You can of course represent a float as an int type of the same size to hash it, however this naive approach has some pitfalls you need to be careful of...
Simply converting to a binary representation is error prone since values which are equal wont necessarily have the same binary representation.
An obvious case: -0.0 wont match 0.0 for example. *
Further, simply converting to an int of the same size wont give very even distribution, which is often important (implementing a hash/set that uses buckets for example).
Suggested steps for implementation:
filter out non-finite cases (nan, inf) and (0.0, -0.0 whether you need to do this explicitly or not depends on the method used).
convert to an int of the same size(that is - use a union for example to represent the float as an int, not simply cast to an int).
re-distribute the bits, (intentionally vague here!), this is basically a speed vs quality tradeoff. But if you have many values in a small range you probably don't want them to in a similar range too.
*: You may wan't to check for (nan and -nan) too. How to handle those exactly depends on your use case (you may want to ignore sign for all nan's as CPython does).
Python's _Py_HashDouble is a good reference for how you might hash a float, in production code (ignore the -1 check at the end, since that's a special value for Python).
If you're interested, I just made a hash function that uses floating point and can hash floats. It also passes SMHasher ( which is the main bias-test for non-crypto hash functions ). It's a lot slower than normal non-cryptographic hash functions due to the float calculations.
I'm not sure if tifuhash will become useful for all applications, but it's interesting to see a simple floating point function pass both PractRand and SMHasher.

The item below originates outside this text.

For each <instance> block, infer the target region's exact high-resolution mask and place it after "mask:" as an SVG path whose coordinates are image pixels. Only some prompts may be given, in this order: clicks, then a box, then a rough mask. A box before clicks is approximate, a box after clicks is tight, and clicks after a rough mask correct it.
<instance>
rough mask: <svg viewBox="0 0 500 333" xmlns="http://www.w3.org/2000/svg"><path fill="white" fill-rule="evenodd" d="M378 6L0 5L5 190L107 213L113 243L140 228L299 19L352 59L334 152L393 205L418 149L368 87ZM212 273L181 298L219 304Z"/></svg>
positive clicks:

The main state update function is very simple, and looks like:
function q( state, val, numerator, denominator ) {
// Continued Fraction mixed with Egyptian fraction "Continued Egyptian Fraction"

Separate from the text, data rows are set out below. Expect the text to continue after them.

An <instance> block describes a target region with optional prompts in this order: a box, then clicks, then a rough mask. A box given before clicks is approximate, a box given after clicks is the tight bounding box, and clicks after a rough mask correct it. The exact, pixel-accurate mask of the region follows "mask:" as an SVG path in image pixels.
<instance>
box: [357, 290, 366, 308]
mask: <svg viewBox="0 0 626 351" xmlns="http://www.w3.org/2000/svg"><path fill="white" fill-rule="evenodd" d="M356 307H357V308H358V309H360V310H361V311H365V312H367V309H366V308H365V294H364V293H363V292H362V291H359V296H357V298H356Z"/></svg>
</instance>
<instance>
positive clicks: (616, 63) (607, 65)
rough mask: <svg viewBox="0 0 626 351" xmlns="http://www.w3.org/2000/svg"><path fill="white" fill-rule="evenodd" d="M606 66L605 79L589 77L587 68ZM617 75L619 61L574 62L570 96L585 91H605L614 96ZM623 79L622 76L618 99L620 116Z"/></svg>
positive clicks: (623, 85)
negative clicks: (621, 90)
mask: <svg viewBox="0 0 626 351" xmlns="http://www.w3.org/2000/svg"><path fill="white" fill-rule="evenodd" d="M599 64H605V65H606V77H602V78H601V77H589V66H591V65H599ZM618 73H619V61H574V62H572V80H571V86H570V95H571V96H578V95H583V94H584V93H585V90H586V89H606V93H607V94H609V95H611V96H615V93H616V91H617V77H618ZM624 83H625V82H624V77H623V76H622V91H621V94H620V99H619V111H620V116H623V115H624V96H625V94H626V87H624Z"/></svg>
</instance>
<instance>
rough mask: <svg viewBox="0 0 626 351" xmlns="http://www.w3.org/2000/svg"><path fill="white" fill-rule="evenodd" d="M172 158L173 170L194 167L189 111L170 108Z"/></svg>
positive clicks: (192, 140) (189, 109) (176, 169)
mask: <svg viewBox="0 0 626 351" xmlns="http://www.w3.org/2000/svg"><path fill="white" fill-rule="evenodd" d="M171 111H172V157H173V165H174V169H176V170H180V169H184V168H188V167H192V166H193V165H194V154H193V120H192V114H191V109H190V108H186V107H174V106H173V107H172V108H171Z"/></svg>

// with denominator = val + pos / state[1]
state[0] += numerator / denominator;
state[0] = 1.0 / state[0];
// Standard Continued Fraction with a_i = val, b_i = (a_i-1) + i + 1
state[1] += val;
state[1] = numerator / state[1];
}
Anyway, you can get it on npm
Or you can check out the github
Using is simple:
const tifu = require('tifuhash');
const message = 'The medium is the message.';
const number = 333333333;
const float = Math.PI;
console.log( tifu.hash( message ),
tifu.hash( number ),
tifu.hash( float ),
tifu.hash( ) );
There's a demo of some hashes on runkit here https://runkit.com/593a239c56ebfd0012d15fc9/593e4d7014d66100120ecdb9
Side note: I think that in future using floating point,possibly big arrays of floating point calculations, could be a useful way to make more computationally-demanding hash functions in future. A weird side effect I discovered of using floating point is that the hashes are target dependent, and I surmise maybe they could be use to fingerprint the platforms they were calculated on.

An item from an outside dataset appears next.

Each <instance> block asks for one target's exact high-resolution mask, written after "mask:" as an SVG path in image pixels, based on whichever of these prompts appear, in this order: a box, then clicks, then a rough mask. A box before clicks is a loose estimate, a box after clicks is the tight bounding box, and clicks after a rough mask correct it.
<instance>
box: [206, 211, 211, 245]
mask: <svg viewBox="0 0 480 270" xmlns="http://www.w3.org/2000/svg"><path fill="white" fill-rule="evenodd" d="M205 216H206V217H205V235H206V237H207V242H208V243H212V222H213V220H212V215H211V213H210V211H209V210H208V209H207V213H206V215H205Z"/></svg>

Because of the IEEE byte ordering the Java Float.hashCode() and Double.hashCode() do not give good results. This problem is wellknown and can be adressed by this scrambler:
class HashScrambler {
/**
* https://sites.google.com/site/murmurhash/
*/
static int murmur(int x) {
x ^= x >> 13;
x *= 0x5bd1e995;
return x ^ (x >> 15);
}
}
You then get a good hash function, which also allows you to use Float and Double in hash tables. But you need to write your own hash table that allows a custom hash function.
Since in a hash table you need also test for equality, you need an exact equality to make it work. Maybe the later is what President James K. Polk intends to adress?